Clinton is not the only public figure who achieves familiarity through show- and-tell. At the Democratic Convention, Al Gore relived the car accident that nearly killed his young son, and Paul Tsongas told us about his battle with cancer, which he now must face again. For years Jesse Jackson has been telling us that he was born out of wedlock. No major political function these days, Democrat or Republican, is complete without at least one AIDS sufferer. Clinton is not alone in evoking familiarity; he just does it better than anyone else. The only people who might challenge him for that distinction are the TV-talk-show hosts. There was a lot of comment this year about how TV talk shows had changed American politics. They did it not by providing a new forum but by setting a tone. We are all hosts and guests now.
The religion of familiarity has problems. The first is that though it promises to be comprehensive, it in fact leaves a lot of people out. Suppose you have an unpopular disease? To hear Clinton and his peers tell it, the only reason anyone dies in America is because of AIDS, breast cancer or the occasional car accident. In fact, everyone reading these words will die some time or other, many of us quite painfully. If your manner of egress is not on the New Covenanters' list, don't expect any hugs before you go.

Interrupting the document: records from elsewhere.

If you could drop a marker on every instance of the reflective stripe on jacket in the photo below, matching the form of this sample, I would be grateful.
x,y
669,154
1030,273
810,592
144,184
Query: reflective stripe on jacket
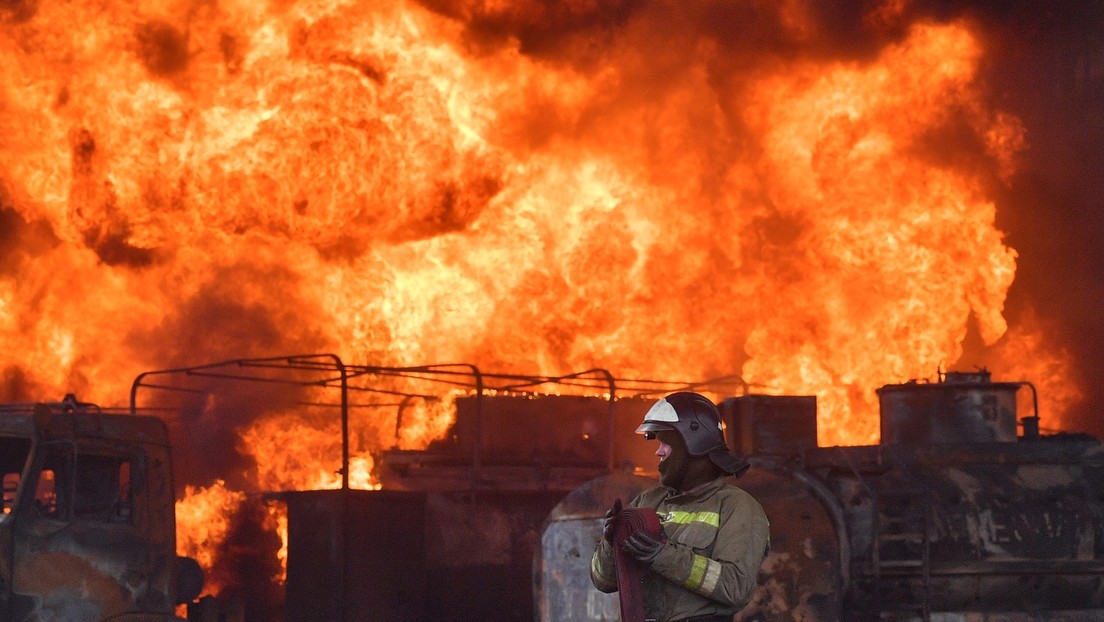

A second problem with our new religion is that some claims to be distressed will not be accepted by everyone. Clinton ran into this problem early in the transition when he repeated a campaign promise to lift the ban on homosexuals in the military by Executive Order. Gays see themselves as a wrongfully excluded minority, but the military sees homosexuals in its own ranks as % prejudicial to discipline. Clinton will probably set up a commission that will lead the Pentagon around to his view, but that is old-style jawboning, not the New Covenant.
The final problem is that show-and-tell, even if it makes everyone feel better, is not enough. Clinton may succeed in getting our attention. But to get results, he must navigate intractable realities such as limited resources and human nature. Suppose he cannot fund tax relief for the middle class out of levies on the rich? Suppose that even with welfare reform, poor families stay broken and city streets remain dangerous? There may be more in heaven and earth than is dreamed of in Bill Clinton's religion. If so, he has four years to change it -- before we get a chance to change Presidents.